Poses of a 3D rigid object are in general regarded as rigid transformations and the set of poses is identified with the set of rigid transformations \(\textit{SE}(3)\), the special Euclidean group. The Lie group structure of \(\textit{SE}(3)\) makes the relative displacement of the object between two poses explicit and thus enables the definition of a distance between poses as the length of a shortest motion performing this displacement. This identification is particularly meaningful for applications where the motion of a rigid body is considered—such as motion planning (Sucan et al. 2012) or object tracking (Tjaden et al. 2016).
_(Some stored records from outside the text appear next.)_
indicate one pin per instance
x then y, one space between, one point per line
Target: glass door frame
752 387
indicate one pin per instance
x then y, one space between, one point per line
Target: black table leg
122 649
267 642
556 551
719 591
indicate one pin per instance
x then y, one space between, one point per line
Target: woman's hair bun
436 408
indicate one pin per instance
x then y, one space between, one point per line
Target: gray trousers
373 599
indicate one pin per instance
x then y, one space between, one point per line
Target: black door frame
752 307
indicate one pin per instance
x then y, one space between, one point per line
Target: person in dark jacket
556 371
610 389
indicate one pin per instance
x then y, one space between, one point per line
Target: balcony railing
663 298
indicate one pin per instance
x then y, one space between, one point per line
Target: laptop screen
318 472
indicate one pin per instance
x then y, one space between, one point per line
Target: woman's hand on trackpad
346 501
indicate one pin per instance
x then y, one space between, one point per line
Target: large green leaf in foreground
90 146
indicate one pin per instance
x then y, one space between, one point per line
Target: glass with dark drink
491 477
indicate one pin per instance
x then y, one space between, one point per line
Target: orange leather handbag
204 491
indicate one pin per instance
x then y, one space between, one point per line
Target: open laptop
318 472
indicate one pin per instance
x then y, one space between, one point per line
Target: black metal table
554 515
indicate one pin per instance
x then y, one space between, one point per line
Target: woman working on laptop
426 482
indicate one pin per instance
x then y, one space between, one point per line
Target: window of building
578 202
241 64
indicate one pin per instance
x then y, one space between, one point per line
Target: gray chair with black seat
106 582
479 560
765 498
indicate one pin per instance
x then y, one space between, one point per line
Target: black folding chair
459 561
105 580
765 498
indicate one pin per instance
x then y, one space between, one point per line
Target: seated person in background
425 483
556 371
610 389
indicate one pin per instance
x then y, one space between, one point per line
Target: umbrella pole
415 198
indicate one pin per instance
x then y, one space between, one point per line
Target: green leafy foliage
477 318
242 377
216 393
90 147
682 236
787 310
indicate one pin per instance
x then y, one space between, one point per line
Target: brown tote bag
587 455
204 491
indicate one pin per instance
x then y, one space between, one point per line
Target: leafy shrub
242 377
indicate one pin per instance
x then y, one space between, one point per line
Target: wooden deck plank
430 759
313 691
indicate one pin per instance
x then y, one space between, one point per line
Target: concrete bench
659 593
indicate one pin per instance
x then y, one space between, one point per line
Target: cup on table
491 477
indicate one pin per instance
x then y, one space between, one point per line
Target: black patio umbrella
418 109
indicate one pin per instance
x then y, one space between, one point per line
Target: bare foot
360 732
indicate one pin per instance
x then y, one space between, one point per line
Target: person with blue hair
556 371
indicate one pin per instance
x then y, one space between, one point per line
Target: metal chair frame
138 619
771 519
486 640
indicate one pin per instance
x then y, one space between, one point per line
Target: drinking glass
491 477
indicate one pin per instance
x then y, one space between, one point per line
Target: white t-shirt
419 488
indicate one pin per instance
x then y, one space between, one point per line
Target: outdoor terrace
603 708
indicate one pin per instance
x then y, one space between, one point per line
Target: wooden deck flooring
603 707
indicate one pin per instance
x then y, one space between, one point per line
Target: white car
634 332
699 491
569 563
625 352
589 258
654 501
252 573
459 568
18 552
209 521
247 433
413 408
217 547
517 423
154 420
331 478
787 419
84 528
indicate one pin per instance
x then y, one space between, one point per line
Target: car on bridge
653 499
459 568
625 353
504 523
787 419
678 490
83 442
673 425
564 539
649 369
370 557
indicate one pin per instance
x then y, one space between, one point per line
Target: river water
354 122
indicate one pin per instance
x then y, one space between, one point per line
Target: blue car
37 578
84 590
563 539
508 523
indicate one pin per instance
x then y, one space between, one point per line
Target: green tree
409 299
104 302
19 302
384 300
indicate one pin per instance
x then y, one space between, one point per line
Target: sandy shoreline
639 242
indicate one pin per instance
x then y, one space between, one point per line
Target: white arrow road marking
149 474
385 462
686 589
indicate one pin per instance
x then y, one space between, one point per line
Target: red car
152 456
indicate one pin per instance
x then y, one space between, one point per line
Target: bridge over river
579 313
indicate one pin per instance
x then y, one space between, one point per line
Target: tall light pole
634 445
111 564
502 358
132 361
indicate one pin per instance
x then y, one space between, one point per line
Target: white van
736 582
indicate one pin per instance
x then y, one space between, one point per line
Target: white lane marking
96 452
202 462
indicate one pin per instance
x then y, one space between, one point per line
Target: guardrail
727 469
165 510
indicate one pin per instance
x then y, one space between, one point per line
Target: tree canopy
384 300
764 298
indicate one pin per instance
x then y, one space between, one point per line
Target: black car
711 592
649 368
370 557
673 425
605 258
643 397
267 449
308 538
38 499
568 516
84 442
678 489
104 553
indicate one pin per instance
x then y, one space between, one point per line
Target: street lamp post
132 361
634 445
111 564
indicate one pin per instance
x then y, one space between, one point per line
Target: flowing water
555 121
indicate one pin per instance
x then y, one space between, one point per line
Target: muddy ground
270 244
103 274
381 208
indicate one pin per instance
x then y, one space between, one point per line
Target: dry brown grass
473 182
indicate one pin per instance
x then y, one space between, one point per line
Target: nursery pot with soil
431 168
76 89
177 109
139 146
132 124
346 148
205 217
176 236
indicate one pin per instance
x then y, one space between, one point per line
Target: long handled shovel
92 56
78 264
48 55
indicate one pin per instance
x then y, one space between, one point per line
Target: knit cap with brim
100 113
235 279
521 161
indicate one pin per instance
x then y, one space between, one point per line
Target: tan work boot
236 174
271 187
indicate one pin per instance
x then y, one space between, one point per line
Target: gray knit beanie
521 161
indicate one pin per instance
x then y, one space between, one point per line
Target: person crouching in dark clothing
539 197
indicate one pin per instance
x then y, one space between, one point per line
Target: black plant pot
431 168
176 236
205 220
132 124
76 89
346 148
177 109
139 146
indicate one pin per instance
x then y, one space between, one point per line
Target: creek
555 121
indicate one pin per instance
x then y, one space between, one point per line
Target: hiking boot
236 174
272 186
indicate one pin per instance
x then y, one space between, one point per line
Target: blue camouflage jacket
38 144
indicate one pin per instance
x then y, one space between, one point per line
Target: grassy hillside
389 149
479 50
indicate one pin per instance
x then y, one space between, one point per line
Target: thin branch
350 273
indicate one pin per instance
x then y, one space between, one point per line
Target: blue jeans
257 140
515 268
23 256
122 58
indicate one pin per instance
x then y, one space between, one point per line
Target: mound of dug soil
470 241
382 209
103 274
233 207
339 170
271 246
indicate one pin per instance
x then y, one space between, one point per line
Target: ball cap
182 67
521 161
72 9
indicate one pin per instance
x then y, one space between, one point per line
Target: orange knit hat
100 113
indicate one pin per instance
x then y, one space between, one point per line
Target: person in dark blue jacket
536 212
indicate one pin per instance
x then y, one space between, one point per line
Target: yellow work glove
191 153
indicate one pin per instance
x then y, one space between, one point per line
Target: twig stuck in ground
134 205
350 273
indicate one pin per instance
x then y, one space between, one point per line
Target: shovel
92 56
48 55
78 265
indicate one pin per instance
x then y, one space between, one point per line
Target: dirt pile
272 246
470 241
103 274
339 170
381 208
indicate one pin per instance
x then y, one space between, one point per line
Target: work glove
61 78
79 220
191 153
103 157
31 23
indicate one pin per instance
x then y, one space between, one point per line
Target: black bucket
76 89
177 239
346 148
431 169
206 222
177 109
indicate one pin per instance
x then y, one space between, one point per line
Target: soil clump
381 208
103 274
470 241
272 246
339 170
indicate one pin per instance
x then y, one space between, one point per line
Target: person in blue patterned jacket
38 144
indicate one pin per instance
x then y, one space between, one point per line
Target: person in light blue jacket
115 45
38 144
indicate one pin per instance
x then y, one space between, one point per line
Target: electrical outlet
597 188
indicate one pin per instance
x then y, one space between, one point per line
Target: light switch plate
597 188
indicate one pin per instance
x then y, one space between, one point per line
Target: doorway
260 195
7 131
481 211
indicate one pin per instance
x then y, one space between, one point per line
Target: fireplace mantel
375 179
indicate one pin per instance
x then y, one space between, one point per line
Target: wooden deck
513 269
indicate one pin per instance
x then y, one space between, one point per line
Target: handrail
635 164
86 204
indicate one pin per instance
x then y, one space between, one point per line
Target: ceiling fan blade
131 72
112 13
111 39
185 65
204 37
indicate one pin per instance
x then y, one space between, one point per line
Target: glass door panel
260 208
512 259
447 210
However while there already exists numerous works regarding \(\textit{SE}(3)\) metrics, choosing how to deal with poses of an object still remains challenging, as practitioners face questions such as how to tune the relative importance of position and orientation, even in the current deep learning era (Kendall et al. 2015).
There are applications in which motion considerations are irrelevant, and for which only a notion of similarity between poses is required. Pose estimation of instances of a rigid object based on a noisy set of votes is a good example of such a problem. While motionbased applications rely on local properties of the pose space which have been the subject of a large amount of research work, applications based on similarity have to deal with numerous poses at once, performing operations such as neighborhood queries—i.e. finding poses in a set of poses similar to a given one—or pose averaging and have not gathered as much theoretical interest. Consequently, similarity measures suffering from major flaws are still used in practical applications. Following the work of Fanelli et al. (2011), Tejani et al. (2014) use a Mean Shift procedure based on the Euclidean distance between Euler angles as a representation of poses in their stateoftheart object pose estimation method. Such a measure is fast to compute and enables the use of efficient tools developed for Euclidean spaces to perform the neighborhood queries and pose averaging required for Mean Shift, but it is not a distance. The parametrization of a rotation based on Euler angles notoriously suffers from border effects, singularities, and is dependent on the choice of frame. These issues may only have limited effects on the results announced by the authors, thanks to an appropriate choice of frames orientation and to the low variability of objects orientations within their datasets. Nonetheless, they cannot be avoided when dealing with the general case of poses having arbitrary orientations. Such an example expresses the lack of tools for dealing efficiently with large sets of poses.
Lastly, there are cases where the pose of a rigid object cannot be identified as a single rigid transformation and therefore, for which existing results cannot be applied. Such cases occur when dealing with objects showing symmetry properties such as revolution objects or cuboids, and are, in fact, common among manufactured objects. The existing literature on object pose estimation does not usually discuss how such objects are handled, and the most widespread validation method used for symmetrical objects (Hinterstoisser et al. 2012) consists in a relaxed similarity measure that cannot distinguish between poses such as a cylindrical can being flipped up or down.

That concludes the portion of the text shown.